Orange Cranberry Scones

Now that I have creme fraiche at my disposal, lets get cracking on all those recipes which call for them.  My first choice would be the orange cranberry scones that I have been eyeing for quite awhile now from flour by Joanne Chang.

Scones have a reputation of being dry and tasteless.  If you have not baked scones before, please do not take the seemingly easy preparation for granted.  If you do, there's a good chance that you will end up with cardboardy scones.  Two important tips to scone success are to make sure all your ingredients are very cold, especially the butter (heck, if you could ice your fingertips, do that too), and not to overwork the dough.  If you follow these two rules religiously, I guarantee you will have a very tender and fluffy pastry.

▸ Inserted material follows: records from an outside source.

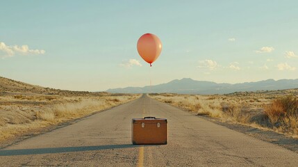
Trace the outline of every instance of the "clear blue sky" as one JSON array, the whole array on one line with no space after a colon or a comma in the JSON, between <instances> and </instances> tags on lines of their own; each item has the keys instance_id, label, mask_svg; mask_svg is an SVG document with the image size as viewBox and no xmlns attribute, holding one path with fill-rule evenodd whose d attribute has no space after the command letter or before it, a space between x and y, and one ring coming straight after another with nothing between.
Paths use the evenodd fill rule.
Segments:
<instances>
[{"instance_id":1,"label":"clear blue sky","mask_svg":"<svg viewBox=\"0 0 298 167\"><path fill-rule=\"evenodd\" d=\"M154 85L297 79L297 9L294 0L0 0L0 76L91 91L150 76ZM151 69L136 49L146 33L163 42Z\"/></svg>"}]
</instances>

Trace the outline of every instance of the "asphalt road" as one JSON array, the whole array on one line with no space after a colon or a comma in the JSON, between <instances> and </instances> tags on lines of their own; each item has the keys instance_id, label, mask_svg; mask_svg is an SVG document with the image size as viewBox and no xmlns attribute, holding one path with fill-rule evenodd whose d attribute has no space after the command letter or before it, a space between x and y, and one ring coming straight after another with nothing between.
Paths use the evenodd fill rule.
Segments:
<instances>
[{"instance_id":1,"label":"asphalt road","mask_svg":"<svg viewBox=\"0 0 298 167\"><path fill-rule=\"evenodd\" d=\"M131 119L147 116L168 119L167 145L131 144ZM297 164L297 153L151 100L147 96L0 150L1 166Z\"/></svg>"}]
</instances>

Anyway, did you know that there are two ways to pronounce scone ? One is "skon" (rhyming with "con") and the other is "skoan" (rhyming with "cone").  I have always pronounced it as per the latter, but skon or skoan, these scones have such a nice crisp crust with a light, buttery and fluffy texture.  And they are so good for breakfast or tea, especially when eaten fresh from the oven - I have this taboo that scones should never ever be eaten cold, they must be warm and fresh from the oven.  Perfect with a glass of cold milk or a cup of steaming hot coffee.  My only fault here is that I have may patted the dough out too thin.


You will need:
385 g all purpose flour
1 1/2 tsp baking powder
1/2 tsp baking soda
1/4 tsp salt
70 g granulated sugar
80 g dried cranberries
115 g unsalted butter, cold and cut into 8 to 10 pieces
1/2 cup buttermilk
1/2 cup creme fraiche
1 cold egg
1 egg yolk, lightly beaten
2 tbsp granulated sugar


Preparation:
Preheat the oven to 150 deg C.


Using a stand mixer fitted with a paddle attachment, mix together the flour, baking powder, baking soda, salt, sugar and cranberries on low speed for 10 to 15 seconds, or until combined.  Scatter butter over the top and beat on low speed for about 30 seconds, or until the butter is somewhat broken into grape-sized pieces.


In a small bowl, whisk together the buttermilk, creme fraiche and whole egg until thoroughly mixed.  On low speed, pur the buttermilk mixture into the flour mixture and beats for 20 to 30 seconds,or until the dough comes together.  There will still be loose flour mixture at the bottom of the bowl.


Remove bowl from the mixer stand.  Gather and lift dough with your hands and turn it over in the bowl, so that it starts to pick up the loose flour at the bottom.  Turn over the dough several times until all the loose flour is mixed in.


Dump the dough onto a baking sheet and pat in into an 8-inch circle about 1 inch thick.  Brush the egg yolk evenly over the top.  Sprinkle the 2 tbsp sugar over the top, then cut the circle into 8 even wedges (I omitted the yolk and sugar steps as I didn't want shiny top scones, and the extra sweetness).

Bake for 50-55 minutes, or until the entire circle is golden brown.  Transfer to a wire rack to cool for 30 minutes, then cut the prescored wedges.  Serve warm with butter and jam, if desired.